Re: Questions about the numa support implementation of Linux

Andi Kleen <andi@xxxxxxxxxxxxxx> · Sun, 22 Nov 2009 16:41:41 +0100

On Sun, Nov 22, 2009 at 04:07:27AM +0200, Christos Margiolas wrote:
> Hello,
> Few weeks now, I'm working on a map reduce implementation for numa
> systems(cell be and amd64 arch) and I have searched the web and irc

Single socket cell is not really a classical cc/numa system, if you refer to 
the SPEs, because they don't have a common address space with the other CPUs
NUMA policy is only for systems with cache coherent common address
space.

> channels for information about numa support on Linux. I study about
> the libnuma v2.1 library and I wrote some test programs and I
> understood enough good the library api. But I still have enough
> questions and I think they're kernel support relative. I will try
> indite my questions as simple as possible in order to save your time.
> 
> I know that the operating system(Linux) is  running on a single node
> and it's not distributed over the nodes.

That's not correct; 64bit Linux uses all nodes. 32bit Linux has some
limitations, but it's normally not used in NUMA mode.

> 
> a)When a process or a process's thread is executing on a node(not the
> same with the kernel), the local memory(execution node of process or
> thread) has a copy of the text and data segments or there are always

Linux has no user text duplication in the standard kernel. There were
some experimental out of tree patches. Some non x86 ports do text duplication
for the kernel text.

In practice it can be emulated by running multiple copies of the
executables though.

> references to the memory of the node with the os where the data and
> text segments would legacy be? If the final is true, this is a big
> bottleneck.

It is not.

Remember that most NUMA systems today have large caches, fast
interconnects and relatively low NUMA factors (< 1:2). Also CPUs are 
quite good at prefetching code

A lot of the classical NUMA papers you might have read
were written for systems with much worse NUMA factors and slow
interconnects, and the wisdom in there does not necessarily 
apply.

> b)Memory allocation system calls which is used by standard c library
> api (malloc, calloc, realloc) are aware about numa policy on memory
> systems? Or only with the libnuma calls is possible to allocate memory
> effectively with respect on numa bind restrictions?

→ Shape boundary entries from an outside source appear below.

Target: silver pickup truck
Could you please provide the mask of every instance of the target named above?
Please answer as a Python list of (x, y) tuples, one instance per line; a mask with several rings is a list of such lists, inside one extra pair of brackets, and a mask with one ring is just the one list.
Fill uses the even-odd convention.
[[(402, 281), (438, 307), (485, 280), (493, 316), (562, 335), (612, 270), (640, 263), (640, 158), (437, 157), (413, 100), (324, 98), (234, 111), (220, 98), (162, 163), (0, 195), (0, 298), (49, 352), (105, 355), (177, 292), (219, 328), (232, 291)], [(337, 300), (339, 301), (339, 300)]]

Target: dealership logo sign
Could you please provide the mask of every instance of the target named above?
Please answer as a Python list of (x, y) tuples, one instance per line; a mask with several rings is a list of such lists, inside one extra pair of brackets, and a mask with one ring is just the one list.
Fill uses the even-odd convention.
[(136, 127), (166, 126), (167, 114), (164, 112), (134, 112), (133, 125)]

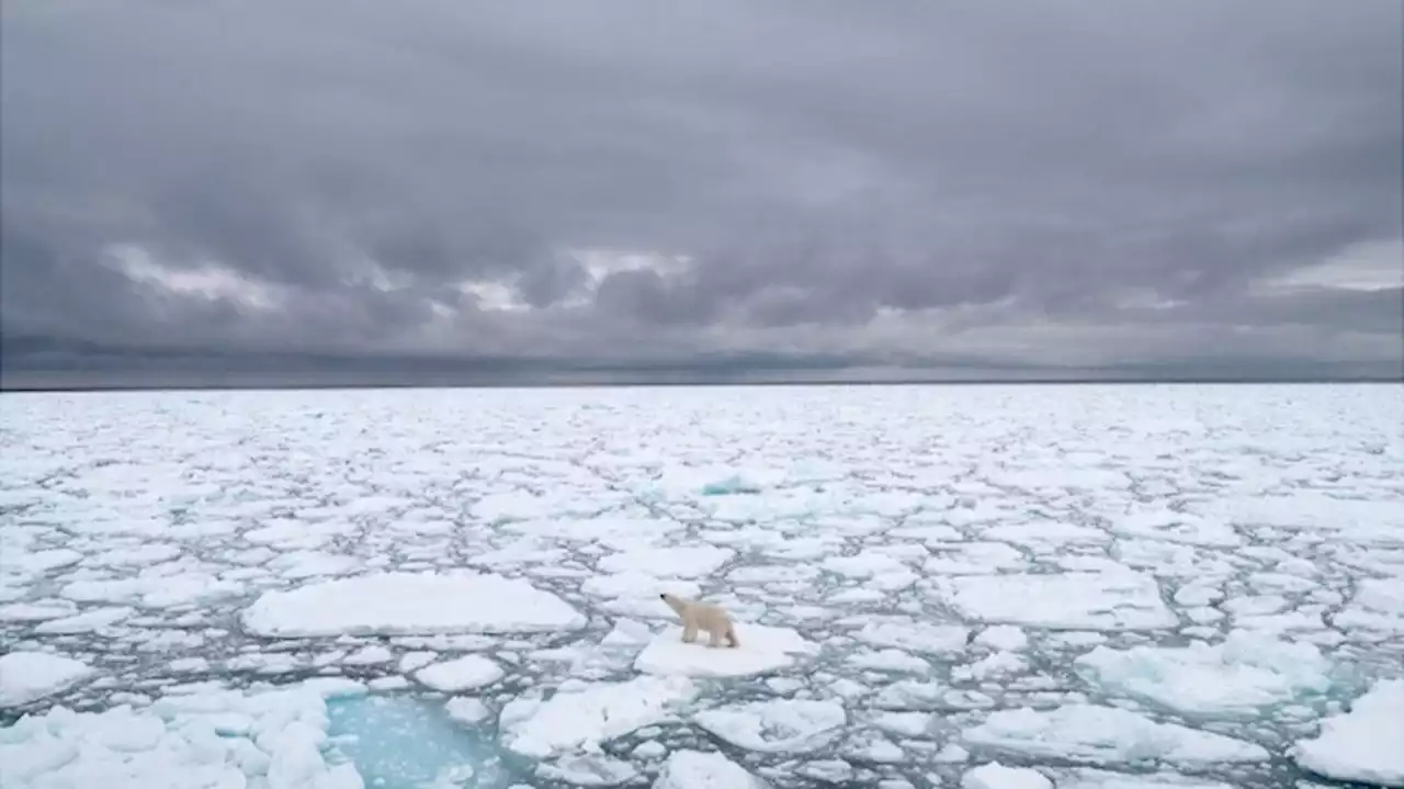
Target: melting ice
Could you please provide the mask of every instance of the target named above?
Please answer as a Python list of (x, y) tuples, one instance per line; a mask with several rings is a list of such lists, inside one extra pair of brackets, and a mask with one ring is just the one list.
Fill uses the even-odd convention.
[(8, 394), (0, 786), (1404, 786), (1400, 425), (1375, 386)]

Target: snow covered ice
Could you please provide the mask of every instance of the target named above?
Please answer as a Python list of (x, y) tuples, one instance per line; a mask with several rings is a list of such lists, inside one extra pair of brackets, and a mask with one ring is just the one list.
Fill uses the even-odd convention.
[(1400, 786), (1401, 425), (1383, 386), (6, 394), (0, 786)]

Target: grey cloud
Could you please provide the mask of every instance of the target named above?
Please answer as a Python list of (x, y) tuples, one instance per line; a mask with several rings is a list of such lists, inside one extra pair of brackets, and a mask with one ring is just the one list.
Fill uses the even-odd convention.
[[(1264, 358), (1303, 330), (1303, 365), (1404, 355), (1390, 291), (1255, 291), (1404, 239), (1391, 0), (0, 13), (10, 334), (979, 366), (1012, 362), (929, 321), (1053, 321), (1102, 326), (1078, 341), (1126, 365), (1126, 321), (1193, 348), (1251, 320)], [(279, 307), (163, 296), (102, 263), (115, 243), (227, 267)], [(569, 250), (692, 263), (600, 275)], [(1022, 330), (1031, 359), (1056, 355)], [(1193, 358), (1172, 347), (1146, 340), (1146, 362)]]

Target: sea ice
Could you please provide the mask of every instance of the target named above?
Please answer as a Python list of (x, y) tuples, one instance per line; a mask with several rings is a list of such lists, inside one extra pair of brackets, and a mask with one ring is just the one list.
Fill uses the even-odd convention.
[(1214, 646), (1097, 647), (1075, 667), (1109, 694), (1198, 716), (1257, 717), (1331, 688), (1331, 661), (1317, 647), (1247, 630)]
[(875, 647), (927, 654), (952, 654), (966, 649), (970, 632), (959, 625), (928, 625), (910, 616), (856, 616), (840, 625), (862, 623), (854, 637)]
[(789, 668), (804, 656), (819, 651), (793, 628), (767, 628), (750, 622), (736, 623), (739, 647), (709, 647), (708, 635), (694, 643), (682, 642), (682, 628), (670, 625), (656, 635), (635, 658), (635, 668), (644, 674), (684, 677), (746, 677)]
[(765, 781), (717, 752), (673, 751), (653, 789), (765, 789)]
[(685, 677), (637, 677), (559, 691), (550, 701), (517, 698), (503, 708), (501, 743), (512, 752), (546, 758), (597, 750), (601, 743), (658, 723), (696, 695)]
[(963, 736), (967, 743), (1035, 758), (1088, 764), (1165, 761), (1184, 765), (1266, 761), (1261, 745), (1198, 731), (1111, 706), (1005, 709)]
[(435, 691), (456, 694), (469, 688), (491, 685), (501, 679), (503, 675), (503, 668), (491, 660), (469, 654), (421, 668), (414, 674), (414, 678)]
[(268, 591), (243, 614), (258, 636), (571, 630), (585, 618), (521, 578), (383, 573)]
[(22, 706), (60, 694), (95, 674), (72, 657), (11, 651), (0, 657), (0, 708)]
[(942, 578), (943, 597), (986, 622), (1067, 630), (1154, 630), (1175, 615), (1155, 578), (1130, 571)]
[(703, 710), (694, 720), (739, 748), (807, 754), (837, 740), (848, 715), (837, 702), (771, 699)]
[(0, 729), (0, 785), (21, 789), (359, 789), (326, 745), (324, 696), (338, 685), (267, 692), (194, 691), (140, 712), (53, 708)]
[(710, 576), (726, 564), (736, 552), (712, 545), (636, 548), (623, 553), (605, 556), (600, 569), (605, 573), (640, 573), (673, 578), (698, 578)]
[(1036, 769), (994, 761), (967, 769), (960, 776), (960, 789), (1053, 789), (1053, 782)]
[(1376, 682), (1351, 709), (1292, 747), (1300, 767), (1335, 781), (1404, 786), (1404, 679)]

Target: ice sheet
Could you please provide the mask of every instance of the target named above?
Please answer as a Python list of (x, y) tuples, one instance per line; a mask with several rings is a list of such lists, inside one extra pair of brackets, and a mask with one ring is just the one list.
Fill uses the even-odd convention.
[(260, 636), (571, 630), (585, 618), (552, 592), (493, 574), (382, 573), (264, 592), (243, 625)]

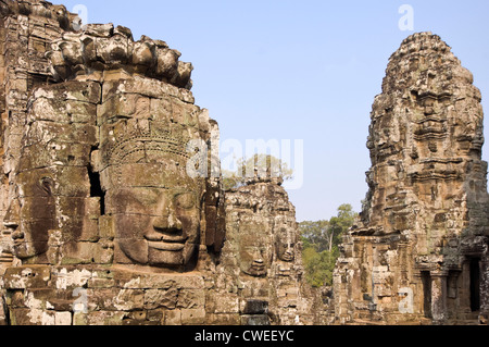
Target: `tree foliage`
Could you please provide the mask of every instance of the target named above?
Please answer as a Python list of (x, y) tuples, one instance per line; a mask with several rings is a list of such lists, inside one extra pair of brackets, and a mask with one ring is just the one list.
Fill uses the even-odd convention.
[(284, 181), (291, 179), (293, 176), (293, 170), (280, 159), (271, 154), (254, 154), (250, 159), (240, 159), (236, 171), (223, 171), (224, 189), (230, 190), (246, 185), (247, 179), (254, 177), (255, 171), (262, 177), (267, 175), (281, 177)]
[(353, 225), (355, 218), (351, 205), (341, 205), (338, 214), (329, 221), (299, 224), (305, 276), (313, 287), (333, 285), (333, 271), (339, 257), (342, 235)]

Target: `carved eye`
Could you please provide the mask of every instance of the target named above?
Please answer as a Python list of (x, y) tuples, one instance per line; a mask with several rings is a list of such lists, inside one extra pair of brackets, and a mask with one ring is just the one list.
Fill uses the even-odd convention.
[(196, 197), (192, 193), (185, 193), (175, 197), (175, 206), (177, 208), (189, 210), (196, 207)]
[(45, 190), (49, 196), (52, 195), (52, 188), (54, 186), (54, 182), (51, 177), (43, 177), (40, 181), (40, 186), (42, 190)]

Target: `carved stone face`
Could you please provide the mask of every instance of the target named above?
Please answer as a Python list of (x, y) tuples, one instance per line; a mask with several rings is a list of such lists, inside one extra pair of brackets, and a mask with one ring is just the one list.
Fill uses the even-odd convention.
[(54, 181), (43, 170), (18, 175), (23, 197), (13, 199), (4, 218), (12, 231), (13, 253), (21, 260), (48, 250), (49, 231), (55, 228)]
[[(185, 171), (165, 163), (165, 158), (159, 160), (161, 164), (117, 168), (126, 184), (108, 195), (115, 237), (136, 263), (185, 267), (200, 244), (202, 189)], [(142, 181), (133, 179), (141, 176)]]
[(276, 231), (275, 245), (278, 259), (286, 262), (293, 261), (296, 258), (296, 239), (291, 227), (284, 225)]
[(271, 243), (266, 226), (252, 221), (242, 222), (239, 234), (241, 271), (254, 277), (265, 276), (271, 263)]

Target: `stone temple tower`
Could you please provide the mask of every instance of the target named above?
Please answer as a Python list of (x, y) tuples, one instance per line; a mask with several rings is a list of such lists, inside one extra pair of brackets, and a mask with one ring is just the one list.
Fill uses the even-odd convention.
[(340, 323), (474, 323), (488, 302), (480, 91), (431, 33), (406, 38), (375, 98), (361, 219), (335, 273)]

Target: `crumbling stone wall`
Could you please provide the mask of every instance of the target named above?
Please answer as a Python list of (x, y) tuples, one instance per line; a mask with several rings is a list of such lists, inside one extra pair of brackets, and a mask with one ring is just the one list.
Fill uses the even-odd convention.
[[(237, 253), (223, 250), (220, 164), (205, 151), (218, 125), (195, 104), (192, 65), (122, 26), (79, 29), (63, 7), (1, 5), (0, 323), (311, 323), (300, 315), (311, 312), (297, 309), (293, 267), (274, 270), (283, 280), (265, 282), (264, 296), (243, 296), (228, 276), (236, 272), (222, 259)], [(258, 198), (275, 203), (266, 195), (275, 187)], [(277, 223), (266, 247), (285, 240), (288, 265), (298, 235), (280, 189), (290, 213), (267, 209), (261, 218)]]
[(256, 174), (246, 186), (226, 193), (227, 243), (220, 269), (237, 284), (233, 289), (242, 313), (250, 301), (268, 302), (268, 317), (254, 312), (242, 318), (244, 323), (326, 324), (318, 293), (303, 278), (296, 208), (281, 183)]
[(430, 33), (392, 54), (375, 98), (361, 221), (335, 271), (338, 322), (487, 315), (488, 194), (473, 76)]

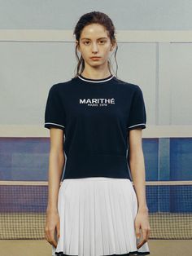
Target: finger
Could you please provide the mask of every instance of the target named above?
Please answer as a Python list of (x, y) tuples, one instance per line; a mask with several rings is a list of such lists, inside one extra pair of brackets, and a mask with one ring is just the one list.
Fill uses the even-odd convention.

When malloc.et.al. allocate fresh memory they are bound by NUMA policies
for the thread. For reallocated/freed objects it's a bit more difficult
although as long as you don't malloc in one thread and free in others
it tends to work out too, because malloc has per thread pools.

There are some custom allocators which are NUMA aware.

> 
> c)If a strict memory  policy was specified, which designates specific
> nodes, and the nodes  are out of memory resources, the system will
> kill the process or it will will use the swap as it does for a normal
> uniform memory system?

It will swap or otherwise free memory.

> d)When a processor binding function(scheduler or numa api call)
> returns the schedulers has applied the requested policy or the changes
> will take effect after the context switch? I have the same question
> about memory policy appliance.

It takes effect immediately.

> 
> e)Also the shared libs running only on the kernel's node, right?

There's no kernel node.

> I will appreciate also any link or study material about numa on Linux.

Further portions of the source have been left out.